In [26]:
import warnings
warnings.filterwarnings("ignore", category=DeprecationWarning) 

In [27]:
import numpy as np
import pandas as pd
import scipy as sp
from sklearn.ensemble import RandomForestClassifier, RandomForestRegressor
from sklearn.linear_model import LinearRegression
from sklearn.model_selection import KFold, StratifiedKFold, train_test_split
from sklearn.metrics import mean_squared_error, log_loss
import sklearn
import os
from matplotlib.pyplot import hist

In [28]:
x = pd.read_stata("maindata.dta", convert_categoricals=False)

In [29]:
laws_csv = pd.read_csv("When_Were_Laws.csv")
laws_csv = laws_csv[np.logical_not(np.isnan(laws_csv["FIPS"]))]  # FIPS codes identify states
laws_csv = laws_csv.drop("State_Name", axis=1)  # Dropping as useless
laws_csv = laws_csv.rename({'FIPS': 'stfips'}, axis=1) 

# Merging
merged = pd.merge(laws_csv, x, on='stfips', how='outer')

In [30]:
basic_merged = merged.copy()  # To allow for re-running 

basic_merged = basic_merged[basic_merged["a_age"] <= 25]  # Can be changed later, but for now useful I think

# Dropping states who were treated < 97 (i.e. they always had programs)
# This is following Callaway + Sant'anna, as we cannot meaningfully 
# do any inference using those states. Although we can compare them later as a 
# robustness check, which may be interesting
basic_merged = basic_merged[basic_merged["Year_Implemented"].str.contains("always")==False]  

# Making it so that "never-treated" states are treated at T = infinity
basic_merged = basic_merged.replace("never", "1000000") 
basic_merged["Year_Implemented"] = basic_merged["Year_Implemented"].astype(int)  # converting to int

# Indicator for if the individual was treated (i.e. under 19 and in a state who added a law)
basic_merged["treatment"] = basic_merged["under19"] # * basic_merged["year_indic"]

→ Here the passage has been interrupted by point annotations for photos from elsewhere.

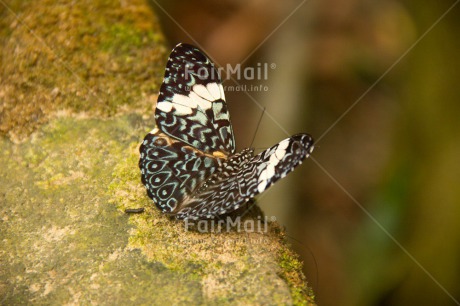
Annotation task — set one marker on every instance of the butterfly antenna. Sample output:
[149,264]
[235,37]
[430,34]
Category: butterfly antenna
[257,128]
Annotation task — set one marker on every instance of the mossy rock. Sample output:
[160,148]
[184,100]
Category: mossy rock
[69,169]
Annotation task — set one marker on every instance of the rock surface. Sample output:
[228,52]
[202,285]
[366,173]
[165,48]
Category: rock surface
[77,99]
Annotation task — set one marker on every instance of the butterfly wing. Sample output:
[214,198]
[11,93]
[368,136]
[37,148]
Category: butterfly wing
[191,105]
[244,176]
[171,169]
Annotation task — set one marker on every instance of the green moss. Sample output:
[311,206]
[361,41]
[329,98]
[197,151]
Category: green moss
[291,271]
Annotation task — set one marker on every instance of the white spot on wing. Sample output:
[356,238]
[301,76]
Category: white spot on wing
[202,103]
[183,100]
[164,106]
[182,110]
[261,186]
[213,88]
[202,92]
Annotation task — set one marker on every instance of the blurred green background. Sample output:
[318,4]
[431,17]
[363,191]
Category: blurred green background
[376,216]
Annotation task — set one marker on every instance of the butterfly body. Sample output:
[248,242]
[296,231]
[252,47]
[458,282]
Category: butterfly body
[188,162]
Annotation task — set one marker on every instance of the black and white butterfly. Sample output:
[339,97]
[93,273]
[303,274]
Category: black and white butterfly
[188,161]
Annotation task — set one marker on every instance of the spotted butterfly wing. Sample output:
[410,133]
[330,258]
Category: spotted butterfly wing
[191,105]
[188,162]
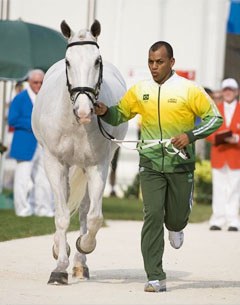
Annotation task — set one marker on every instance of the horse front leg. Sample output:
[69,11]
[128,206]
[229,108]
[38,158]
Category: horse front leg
[80,268]
[58,178]
[97,176]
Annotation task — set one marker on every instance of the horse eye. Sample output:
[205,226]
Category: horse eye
[97,62]
[67,63]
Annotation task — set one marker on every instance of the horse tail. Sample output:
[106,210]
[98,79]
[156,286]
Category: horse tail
[78,183]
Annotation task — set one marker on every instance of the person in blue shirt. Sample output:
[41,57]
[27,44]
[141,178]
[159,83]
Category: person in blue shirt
[24,149]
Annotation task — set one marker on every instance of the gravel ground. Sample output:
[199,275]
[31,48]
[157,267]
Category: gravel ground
[206,270]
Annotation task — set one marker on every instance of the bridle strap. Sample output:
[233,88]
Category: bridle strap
[76,91]
[80,43]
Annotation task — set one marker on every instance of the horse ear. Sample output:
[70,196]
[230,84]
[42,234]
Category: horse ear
[96,28]
[65,29]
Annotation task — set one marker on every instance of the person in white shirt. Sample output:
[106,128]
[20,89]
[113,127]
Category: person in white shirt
[225,161]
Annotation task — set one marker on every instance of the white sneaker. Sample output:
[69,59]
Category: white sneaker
[176,239]
[155,286]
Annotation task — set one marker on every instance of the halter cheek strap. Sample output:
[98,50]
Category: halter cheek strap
[76,91]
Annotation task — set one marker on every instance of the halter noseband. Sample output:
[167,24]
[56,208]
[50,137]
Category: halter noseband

# Generating list of confounders of interest, these are not necessarily optimal. 
list_of_confounders = ["year", "stfips", "fownu18", "faminctm1", "a_maritl", "female" , "fpovcut", "povll"]
list_of_confounders += ["anykids", "disability", "noemp_insured"]


In [31]:
#ML Checks for One Year

In [32]:
sub_merged = basic_merged.copy()
sub_merged = sub_merged[sub_merged["Year_Implemented"] == 1997]
sub_merged = sub_merged[sub_merged["year"] == 1997]
confounders_and_treat = sub_merged[["treatment","year", "stfips", "fownu18", "faminctm1", "a_maritl", "female" , "fpovcut", "povll", "anykids", "disability", "noemp_insured"]]
y_var = sub_merged["pubonly"]

In [33]:
x_train, x_test, y_train, y_test = train_test_split(confounders_and_treat, y_var, test_size=0.2)

In [34]:
from sklearn import metrics
from sklearn.metrics import mean_squared_error, log_loss
Q1 = RandomForestClassifier()
Q1.fit(x_train, y_train)
y_pred = Q1.predict(x_test)

test_mse=mean_squared_error(y_pred, y_test)
print(f"Test MSE of fit model {test_mse}") 

score2 = Q1.score(x_test,y_test)
print("Model Score: " + str(score2)) 

Test MSE of fit model 0.06748466257668712
Model Score: 0.9325153374233128




In [35]:
from sklearn.neighbors import KNeighborsClassifier
Q2 = KNeighborsClassifier()
Q2.fit(x_train, y_train)
y_pred = Q2.predict(x_test)

test_mse=mean_squared_error(y_pred, y_test)
print(f"Test MSE of fit model {test_mse}") 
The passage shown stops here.